These variables are not necessarily independent. For example, there is potentially a complex relationship between cost of providing treatment and duration of survival. Patients who survive for a long period of time may incur extra costs as well as gaining extra benefits from treatment (Paulden and Culyer 2010). We will here assume that all of the health care costs in question are up front, and ignore long-term costs.Footnote 9 We will return in Sect. 6.1 to long-term costs and how these might influence decisions.

Probability threshold

If there is a fixed cost effectiveness threshold (CET), this formula can be transformed to estimate the probability threshold (PT) where PT is the lowest probability of survival for appropriate cost-effective life-saving treatment,

$$P_{T} = \frac{{\bar{C}}}{{CET \; \times \;\bar{d}_{s} \; \times \; \bar{q}}}$$
(2)

We could make some assumptions about each of these values to calculate PT for a hypothetical patient needing intensive care (and who will die without that treatment). To start with, we could assume the followingFootnote 10:

CET = £30,000

\(\bar{d}_{s}\)  = 10 yearsFootnote 11

\(\bar{q}\)  = 1Footnote 12

Based on a 20-day intensive care stay at a daily cost (\(\bar{C}_{d}\)) £1300/dayFootnote 13

\(\bar{C}\) = £26,000

$$P_{T} = \frac{26{,}000}{30{,}000 \times 10} = 0.09\,\,\text{ie}\;9{\text{\% }}$$
(3)

In other words, it would be cost-effective to provide 20 days of life-saving intensive care to this hypothetical adult patient as long as they had a chance of survival greater than 9%.

We have used UK currency in this example because of the widespread use of cost-effectiveness analysis in UK health care decision-making. For a hypothetical comparison, we could also apply the US$100,000 threshold. The average daily cost of ICU from a large database of US hospitals in 2002 was $3000/day (for medical intensive care) (Dasta et al. 2005). The corresponding probability threshold would be 6%.

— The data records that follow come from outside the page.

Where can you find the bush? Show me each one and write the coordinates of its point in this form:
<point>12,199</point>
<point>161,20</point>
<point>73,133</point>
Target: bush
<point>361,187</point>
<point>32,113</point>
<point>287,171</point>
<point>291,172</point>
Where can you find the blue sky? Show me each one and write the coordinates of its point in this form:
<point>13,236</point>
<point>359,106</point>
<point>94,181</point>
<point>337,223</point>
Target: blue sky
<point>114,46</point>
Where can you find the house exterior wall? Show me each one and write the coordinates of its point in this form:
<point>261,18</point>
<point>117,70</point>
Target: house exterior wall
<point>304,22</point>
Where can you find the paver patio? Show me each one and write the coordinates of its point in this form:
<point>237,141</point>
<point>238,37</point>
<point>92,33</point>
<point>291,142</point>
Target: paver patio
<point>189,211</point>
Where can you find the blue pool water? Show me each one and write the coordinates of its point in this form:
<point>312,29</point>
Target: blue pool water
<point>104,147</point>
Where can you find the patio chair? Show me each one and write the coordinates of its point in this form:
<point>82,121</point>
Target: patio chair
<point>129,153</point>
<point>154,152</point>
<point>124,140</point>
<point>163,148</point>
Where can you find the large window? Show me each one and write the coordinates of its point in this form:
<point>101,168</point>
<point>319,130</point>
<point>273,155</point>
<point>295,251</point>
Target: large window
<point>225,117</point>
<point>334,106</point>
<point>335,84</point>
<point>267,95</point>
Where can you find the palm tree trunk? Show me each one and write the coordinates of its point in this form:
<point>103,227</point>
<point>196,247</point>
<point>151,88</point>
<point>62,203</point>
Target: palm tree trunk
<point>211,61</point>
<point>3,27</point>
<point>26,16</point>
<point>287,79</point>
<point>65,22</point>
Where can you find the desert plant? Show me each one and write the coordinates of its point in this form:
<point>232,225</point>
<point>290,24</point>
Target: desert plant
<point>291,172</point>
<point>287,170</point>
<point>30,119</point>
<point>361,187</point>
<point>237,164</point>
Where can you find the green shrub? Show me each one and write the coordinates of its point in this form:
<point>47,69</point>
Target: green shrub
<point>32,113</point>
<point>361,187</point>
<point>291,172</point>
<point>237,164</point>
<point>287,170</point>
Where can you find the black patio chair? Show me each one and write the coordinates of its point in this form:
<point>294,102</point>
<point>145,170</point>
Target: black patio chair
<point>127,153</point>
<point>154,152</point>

One thing to note about this calculation of the probability threshold is that PT is inversely proportional to the duration of survival. This has implications for different areas of intensive care. Since survivors from neonatal intensive care are likely to live considerably longer than those from adult intensive care, we would expect, other things being equal, PT in the newborn intensive care unit (NICU) to be significantly lower. For example, assuming a full lifespan (70 years) PTNICU would be 1%.

High cost treatment

Even if treatment had a 100% chance of success, it may not be affordable, and consequently might be judged to be unreasonable to provide.

We could calculate the cost threshold (CT) for intensive care, where CT is the highest additional cost for appropriate cost-effective life-saving treatment.

$$C_{T} = CET\; \times \;((\overline{{{\text{duration}}_{2} }} \; \times \; \, \overline{\text{quality}}_{2} ) - (\overline{{{\text{duration}}_{1} }} \times \, \overline{\text{quality}}_{1} ))$$
(4)

In adult intensive care, for a 10 year life expectancy and full quality of lifeFootnote 14 \(C_{T} \left( {AICU} \right) = 30{,}000\; \times \; 10 = 300{,}000\)

The corresponding figure based on the US threshold would be US$1,000,000.

Duration threshold

One practical question faced by clinicians in intensive care is how long it is reasonable to continue treatment. For example, if a patient is still ventilator dependent after 1 month of intensive care, is it time to stop treatment? What about 3 months, 1 year?

If the patient is guaranteed to survive for a full life-span with full quality of life, we can work out the maximum duration of treatment, the duration threshold.

$${D_{T}} \left( {AICU} \right) = \frac{{CET \; \times \;\bar{d}_{s} \; \times \; \bar{q}}}{{ {\bar{C}_{d}} }} = \frac{30{,}000\; \times \;10\; \times \;1}{1300} = 231 \;{\text{days}}$$
(5)

By comparison, (unsurprisingly) the duration threshold for newborn intensive care, would be much longer at 1615 days.Footnote 15

However, this appears overly simplistic. As well as leading to increasing costs, prolonged duration of treatment would appear to reduce the chance of survival. Table 1 combines the probability of survival, and duration of survival to derive DT.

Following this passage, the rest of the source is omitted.